Sedangkan reformasi anggaran tersebut (budgeting reform) itu sendiri meliputi proses penyusunan, pengesahan, pelaksanaan dan pertanggungjawaban anggaran.
Pelaksanaan e-budgeting mengacu pada pasal 391 Undang-Undang 23 tahun 2014 tentang Pemerintahan Daerah yang menyatakan bahwa informasi pembangunan daerah dan informasi keuangan daerah, serta informasi Pemerintahan Daerah dikelola suatu sistem informasi daerah dan e-budgeting merupakan bagian dari sistem informasi daerah tersebut.
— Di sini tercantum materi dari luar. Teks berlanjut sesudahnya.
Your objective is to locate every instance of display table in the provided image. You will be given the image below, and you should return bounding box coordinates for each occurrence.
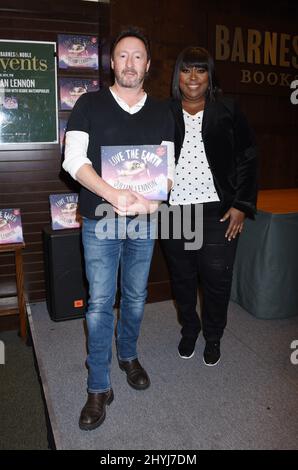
[231,189,298,319]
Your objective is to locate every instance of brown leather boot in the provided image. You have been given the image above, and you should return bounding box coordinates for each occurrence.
[79,389,114,431]
[119,359,150,390]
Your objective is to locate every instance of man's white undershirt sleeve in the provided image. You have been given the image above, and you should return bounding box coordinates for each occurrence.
[62,131,92,180]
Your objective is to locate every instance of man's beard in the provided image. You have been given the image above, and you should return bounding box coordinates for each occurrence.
[115,69,146,88]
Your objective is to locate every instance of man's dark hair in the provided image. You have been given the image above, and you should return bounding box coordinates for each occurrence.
[172,47,221,101]
[111,26,151,62]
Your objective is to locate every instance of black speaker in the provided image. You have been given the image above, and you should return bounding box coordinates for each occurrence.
[43,227,88,321]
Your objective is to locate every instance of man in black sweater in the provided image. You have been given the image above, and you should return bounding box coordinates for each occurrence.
[63,25,174,430]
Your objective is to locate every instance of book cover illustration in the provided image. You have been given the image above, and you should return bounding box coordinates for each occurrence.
[58,34,98,70]
[50,193,81,230]
[0,209,24,244]
[101,145,168,201]
[59,78,99,111]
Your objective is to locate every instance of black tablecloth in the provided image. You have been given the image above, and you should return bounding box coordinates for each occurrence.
[231,211,298,319]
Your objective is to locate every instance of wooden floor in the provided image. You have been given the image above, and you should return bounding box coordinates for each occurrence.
[257,188,298,214]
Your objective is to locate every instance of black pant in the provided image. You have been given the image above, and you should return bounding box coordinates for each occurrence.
[161,202,238,341]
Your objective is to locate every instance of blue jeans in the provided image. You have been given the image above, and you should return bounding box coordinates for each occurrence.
[82,217,156,393]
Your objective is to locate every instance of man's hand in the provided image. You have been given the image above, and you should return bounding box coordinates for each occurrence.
[114,191,160,215]
[220,207,245,242]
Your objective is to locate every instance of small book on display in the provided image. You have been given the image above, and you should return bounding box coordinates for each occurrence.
[50,193,81,230]
[101,145,168,201]
[0,209,24,245]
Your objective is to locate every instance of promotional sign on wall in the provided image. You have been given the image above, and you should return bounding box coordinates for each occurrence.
[0,39,58,145]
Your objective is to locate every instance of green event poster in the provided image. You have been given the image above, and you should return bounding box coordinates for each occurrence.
[0,39,58,145]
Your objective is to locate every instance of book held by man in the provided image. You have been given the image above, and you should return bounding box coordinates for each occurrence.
[0,209,24,245]
[101,145,168,201]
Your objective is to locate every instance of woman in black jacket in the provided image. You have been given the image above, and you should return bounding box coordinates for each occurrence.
[162,47,257,366]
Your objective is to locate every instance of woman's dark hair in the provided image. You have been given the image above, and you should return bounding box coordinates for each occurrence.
[111,26,151,62]
[172,47,221,101]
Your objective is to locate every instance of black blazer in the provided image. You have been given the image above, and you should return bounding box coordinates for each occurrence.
[169,98,257,218]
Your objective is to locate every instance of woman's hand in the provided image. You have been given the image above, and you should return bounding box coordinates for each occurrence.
[220,207,245,242]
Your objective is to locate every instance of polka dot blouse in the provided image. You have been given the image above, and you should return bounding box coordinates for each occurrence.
[170,110,219,205]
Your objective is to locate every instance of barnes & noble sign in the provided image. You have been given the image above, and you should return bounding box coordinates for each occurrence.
[209,20,298,94]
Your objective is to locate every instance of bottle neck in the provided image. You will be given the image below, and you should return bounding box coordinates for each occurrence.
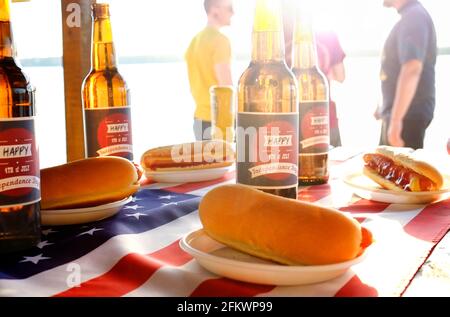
[92,18,117,71]
[0,0,15,58]
[252,31,284,62]
[292,41,319,69]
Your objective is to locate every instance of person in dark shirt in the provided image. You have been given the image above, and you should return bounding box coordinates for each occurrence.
[376,0,437,149]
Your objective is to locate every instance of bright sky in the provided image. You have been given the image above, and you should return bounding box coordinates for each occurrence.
[7,0,450,58]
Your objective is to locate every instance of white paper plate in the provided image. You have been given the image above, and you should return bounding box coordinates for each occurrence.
[145,166,232,183]
[41,196,132,226]
[180,230,365,285]
[344,172,450,204]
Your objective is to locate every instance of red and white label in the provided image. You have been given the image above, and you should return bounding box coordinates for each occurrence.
[237,113,298,188]
[85,107,133,160]
[300,101,330,153]
[0,118,40,206]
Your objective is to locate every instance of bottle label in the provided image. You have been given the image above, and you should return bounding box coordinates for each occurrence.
[0,118,41,208]
[84,107,133,161]
[236,112,298,189]
[299,101,330,154]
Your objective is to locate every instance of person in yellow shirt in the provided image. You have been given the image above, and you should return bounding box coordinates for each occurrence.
[185,0,234,141]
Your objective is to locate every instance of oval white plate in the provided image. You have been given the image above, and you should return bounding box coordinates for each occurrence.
[145,166,232,183]
[41,196,132,226]
[180,230,365,286]
[344,172,450,204]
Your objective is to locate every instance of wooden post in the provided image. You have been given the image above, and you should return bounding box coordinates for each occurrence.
[61,0,95,162]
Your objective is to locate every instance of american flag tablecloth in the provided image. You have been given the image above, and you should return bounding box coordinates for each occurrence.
[0,160,450,297]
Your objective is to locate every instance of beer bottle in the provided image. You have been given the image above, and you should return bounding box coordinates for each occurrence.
[292,10,330,185]
[0,0,41,253]
[82,3,133,160]
[236,0,298,199]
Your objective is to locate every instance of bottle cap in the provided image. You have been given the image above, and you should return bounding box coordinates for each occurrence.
[92,3,110,19]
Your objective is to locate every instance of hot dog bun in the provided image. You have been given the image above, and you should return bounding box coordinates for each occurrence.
[41,156,139,209]
[363,146,444,192]
[199,185,371,265]
[141,140,234,171]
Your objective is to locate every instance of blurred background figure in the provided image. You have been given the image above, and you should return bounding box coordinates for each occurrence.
[375,0,437,149]
[185,0,234,140]
[282,0,345,147]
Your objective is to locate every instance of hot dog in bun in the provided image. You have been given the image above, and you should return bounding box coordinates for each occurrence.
[141,140,234,172]
[363,147,444,192]
[41,156,139,209]
[199,185,372,265]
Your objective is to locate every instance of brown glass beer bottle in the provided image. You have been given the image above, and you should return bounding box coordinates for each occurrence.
[82,3,133,160]
[0,0,41,253]
[236,0,298,199]
[292,9,330,185]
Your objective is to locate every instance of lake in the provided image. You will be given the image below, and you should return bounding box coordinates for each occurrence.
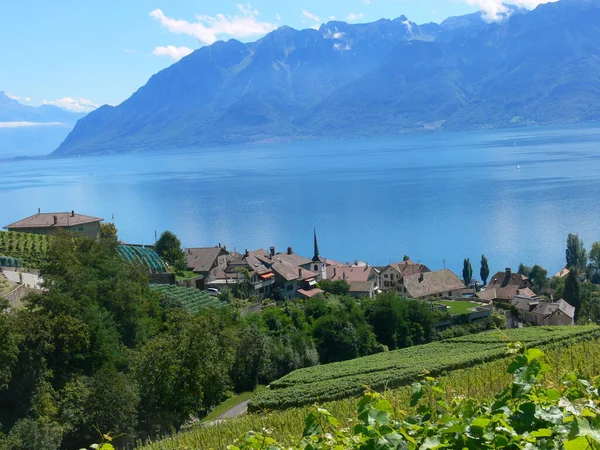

Salah satu Pemerintah Daerah yang telah menggunakan sistem e-budgetting adalah Kota Surabaya dengan sistem “Surabaya e-budgeting”, yaitu suatu sistem penyusunan anggaran di lingkungan Pemerintahan Kota Surabaya yang digunakan sebagai benchmark/pembanding dalam penerapan sistem e-budgetting karena merupakan pioner/perintis sistem e-budgetting di Indonesia dan telah berhasil dibenchmark dan diterapkan dalam penyusunan anggaran di Pemerintah Provinsi DKI Jakarta sejak Tahun 2014 dan berhasil menghemat anggaran sampai ± Rp4 Trilyun (www.cnnindonesia.com/17-2-2015). Dalam sistem ini untuk membuat sebuah anggaran, dibutuhkan komponen-komponen penyusun yang mana komponen-komponen penyusun tersebut merupakan hasil dari survey di lapangan. Komponen penyusun terdiri dari tiga jenis pengelompokan, yaitu : Standar Harga Satuan Dasar (SHSD), Harga Satuan Pokok Kegiatan (HSPK), Standar Analisa Belanja (SAB). Sistem ini dibuat secara online agar dapat diakses oleh Dinas dimanapun lokasinya dan juga dapat diakses pada saat pembahasan dengan DPRD.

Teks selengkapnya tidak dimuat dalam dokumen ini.